Showing posts with label health. Show all posts
Showing posts with label health. Show all posts

Sunday, 23 January 2011

Fitness: New Year = New Diet.......

So, if anyone out there is actually reading any of this, you may have noticed that I stopped posting about CAD. There is a reason for this: it stopped working so I started eating crap again.
Apparently, such extreme (in my opinion) dieting does not agree with me mentally or physically so once I'd got the Christmas crapfest out of my system I set about researching/remembering what had worked before.

At the end of 2008 I embarked on a basic healthy eating plan that enabled me to lose weight during a month that contains both my birthday and Christmas. There was no magic bullet, just simple healthy meals three times a day with the option to be a little less controlled on weekends or special occasions, combined with regular exercise in the form of DVDs.

That's it.

Unfortunately, I developed a frozen shoulder at the end of January and the result was a fear of working out in case it happened again (trust me, that is a valid fear it is bloody awful pain) and lots of comfort eating.

The year went downhill from there.


Anyway, I had a bit of a wake up call a couple of weeks ago and just thought "I have to change this now" so I did. I had a bit of a blowout last weekend and on Monday I started again.
This is what I have been doing for the past week:

WORKOUT:
I am re-testing the Body Doctor routine. I used this routine in 2003 and got good results but I was pretty much starving myself at the time so I am interested to see what happens when I eat in a sustainable way.
here is how I used it this week:

MON: Davina Body Buff warm up (10 min), Body Doctor weights routine, Davina Body Buff Cardio + Yoga cool down.

WED:Same warm up, BD(Body Doctor), Davina Body Buff Boxing + cool down.

FRI: Natalie Cassidy Warm Up (10 min), BD, Natalie Cassidy Sweat (15 min) + Punch (15 min), Davina cool down.

I really enjoyed these combinations. BD (as I shall now call it!) requires a 10 minute cardio warm up prior to the weight routine and at least 15 minutes of cardio immediately after it. The book recommends gym cardio machines but I find them deathly boring so I am using my DVDs and I am just as knackered I assure you!

FOOD:
Breakfast: frozen fruit, 2 tbsps Greek yoghurt, 1 tbsp flaked almonds/pumpkin seeds.
This is what I have every day, except Sunday when I have eggs and toast.

Lunches:
-Cous cous made w/ vegetable stock powder, sliced cucumber, 1/2 can butter beans, 1 tbsp cashew nuts.
-Cous cous w/stock, 1/2 avocado, 2 tomatoes, 1/2 can chickpeas.
-Cous cous (plain) 2 tomatoes, 1 can sardines.
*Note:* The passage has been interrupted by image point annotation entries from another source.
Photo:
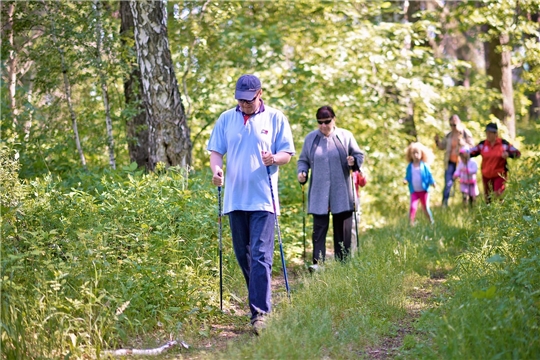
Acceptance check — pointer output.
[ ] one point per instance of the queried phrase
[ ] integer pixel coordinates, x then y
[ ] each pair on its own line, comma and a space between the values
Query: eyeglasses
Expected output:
248, 102
326, 122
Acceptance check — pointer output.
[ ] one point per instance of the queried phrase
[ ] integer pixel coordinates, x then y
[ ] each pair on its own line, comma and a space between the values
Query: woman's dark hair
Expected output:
325, 112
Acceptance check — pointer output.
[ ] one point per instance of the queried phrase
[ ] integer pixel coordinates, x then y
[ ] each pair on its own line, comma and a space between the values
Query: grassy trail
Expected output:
388, 296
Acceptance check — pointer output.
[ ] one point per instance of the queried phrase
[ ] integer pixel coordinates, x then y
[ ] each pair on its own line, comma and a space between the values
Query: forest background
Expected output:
107, 107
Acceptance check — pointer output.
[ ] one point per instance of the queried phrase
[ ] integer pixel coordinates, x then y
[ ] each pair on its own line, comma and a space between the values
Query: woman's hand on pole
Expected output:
268, 158
217, 178
302, 177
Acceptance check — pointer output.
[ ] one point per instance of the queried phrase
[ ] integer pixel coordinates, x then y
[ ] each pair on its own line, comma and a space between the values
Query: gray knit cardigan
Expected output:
341, 189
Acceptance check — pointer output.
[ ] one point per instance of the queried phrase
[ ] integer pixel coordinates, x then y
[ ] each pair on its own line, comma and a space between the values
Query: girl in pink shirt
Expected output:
466, 172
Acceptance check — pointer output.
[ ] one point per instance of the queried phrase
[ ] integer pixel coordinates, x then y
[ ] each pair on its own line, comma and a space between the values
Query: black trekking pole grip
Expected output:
279, 235
354, 209
220, 251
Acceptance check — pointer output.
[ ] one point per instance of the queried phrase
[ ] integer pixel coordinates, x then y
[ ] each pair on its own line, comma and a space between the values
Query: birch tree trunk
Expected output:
498, 66
67, 91
104, 90
169, 136
507, 88
136, 127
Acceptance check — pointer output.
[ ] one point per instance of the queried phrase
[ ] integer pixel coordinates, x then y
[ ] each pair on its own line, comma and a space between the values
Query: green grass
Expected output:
123, 259
489, 307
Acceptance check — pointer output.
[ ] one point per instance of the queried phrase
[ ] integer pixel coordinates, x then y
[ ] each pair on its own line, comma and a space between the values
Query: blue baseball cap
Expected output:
492, 127
246, 87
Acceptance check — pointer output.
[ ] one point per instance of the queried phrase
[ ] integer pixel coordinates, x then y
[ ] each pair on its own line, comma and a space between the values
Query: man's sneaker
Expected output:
258, 325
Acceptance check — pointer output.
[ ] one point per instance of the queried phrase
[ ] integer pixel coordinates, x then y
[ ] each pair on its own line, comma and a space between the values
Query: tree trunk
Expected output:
136, 127
534, 108
169, 136
498, 66
67, 90
104, 90
507, 88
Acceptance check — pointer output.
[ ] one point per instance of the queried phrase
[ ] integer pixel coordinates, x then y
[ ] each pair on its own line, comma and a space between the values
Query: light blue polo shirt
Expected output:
246, 180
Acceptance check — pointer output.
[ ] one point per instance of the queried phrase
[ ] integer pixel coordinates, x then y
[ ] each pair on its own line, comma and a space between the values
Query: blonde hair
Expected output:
427, 154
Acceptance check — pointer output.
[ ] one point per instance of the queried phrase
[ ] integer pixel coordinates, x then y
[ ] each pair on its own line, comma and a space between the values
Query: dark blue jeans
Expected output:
448, 179
253, 243
342, 224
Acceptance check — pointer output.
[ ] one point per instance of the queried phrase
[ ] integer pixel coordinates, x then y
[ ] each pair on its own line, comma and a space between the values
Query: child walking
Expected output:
466, 172
418, 176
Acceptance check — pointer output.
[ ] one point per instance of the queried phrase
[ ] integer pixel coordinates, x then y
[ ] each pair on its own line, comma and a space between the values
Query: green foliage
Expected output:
494, 311
100, 258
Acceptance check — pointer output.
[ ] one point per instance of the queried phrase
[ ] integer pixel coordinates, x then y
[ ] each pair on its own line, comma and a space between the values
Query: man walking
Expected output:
451, 143
253, 136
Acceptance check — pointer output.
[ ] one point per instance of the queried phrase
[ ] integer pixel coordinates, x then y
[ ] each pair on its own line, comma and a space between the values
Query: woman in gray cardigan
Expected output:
330, 153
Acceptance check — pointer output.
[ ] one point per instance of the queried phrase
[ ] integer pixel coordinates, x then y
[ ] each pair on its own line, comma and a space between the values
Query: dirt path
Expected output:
221, 335
419, 300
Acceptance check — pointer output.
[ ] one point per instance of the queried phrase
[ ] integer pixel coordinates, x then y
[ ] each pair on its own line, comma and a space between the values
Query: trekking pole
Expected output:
279, 235
220, 252
354, 210
304, 219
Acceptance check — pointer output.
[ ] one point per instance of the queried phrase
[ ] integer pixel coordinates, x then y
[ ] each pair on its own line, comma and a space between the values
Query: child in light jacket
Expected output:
418, 176
466, 172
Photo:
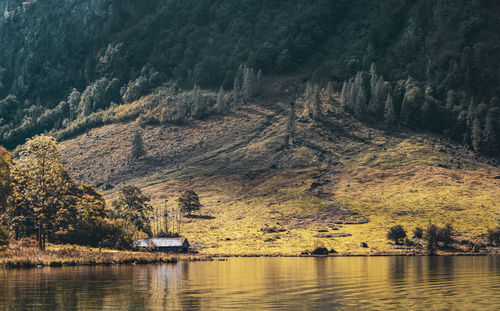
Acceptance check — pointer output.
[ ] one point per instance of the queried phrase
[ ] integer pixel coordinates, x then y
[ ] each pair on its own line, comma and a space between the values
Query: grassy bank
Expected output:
56, 256
340, 184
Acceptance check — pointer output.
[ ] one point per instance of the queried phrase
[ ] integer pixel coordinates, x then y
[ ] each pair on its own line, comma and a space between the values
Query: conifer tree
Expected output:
40, 188
138, 146
360, 108
476, 134
189, 202
315, 103
390, 118
248, 86
491, 130
220, 104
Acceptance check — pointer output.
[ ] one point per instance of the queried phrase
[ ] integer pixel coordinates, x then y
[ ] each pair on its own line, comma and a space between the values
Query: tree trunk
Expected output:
39, 236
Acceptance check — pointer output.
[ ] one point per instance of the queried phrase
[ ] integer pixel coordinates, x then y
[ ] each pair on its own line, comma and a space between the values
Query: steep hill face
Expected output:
116, 51
334, 182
The meals with the 1/2 measurements are spread over 2 days and the sardine meal is a once a week thing.

The result? I started the week at 14st 6lbs and as of yesterday I was 14st 3lbs so it is definitely doing something. I've been a bit lax this weekend so I will post the "official" stat tomorrow.

I am really happy with the results so far. There was a huge amount of habit breaking going on and I think I managed pretty well.

If anyone else is in the same boat good luck to us all!! :)

xx

Tuesday, 16 November 2010

Fitness: Day 2 of C.A.D.

Today I am crotchety. Not a little bit, but massively. I could quite happily hurt someone right now. Well, maybe give them a slap or a pinch anyway... :)
I am HUNGRY!!!!!

Today I ate:

Breakfast: cottage cheese/cucumber - hungry immediately afterwards :(
Lunch: mixed salad, cheese - same thing, seriously, does this stuff really fill people up?????

Tonight I intend to eat:

fish fingers (no, I am not 4 years old!); lots of veggies with butter and pepper; and a big old pile of chips with, possibly, a giant nougat bar for dessert (old school, I know).

As you can see, I am testing the "eat whatever you want" rule to the max.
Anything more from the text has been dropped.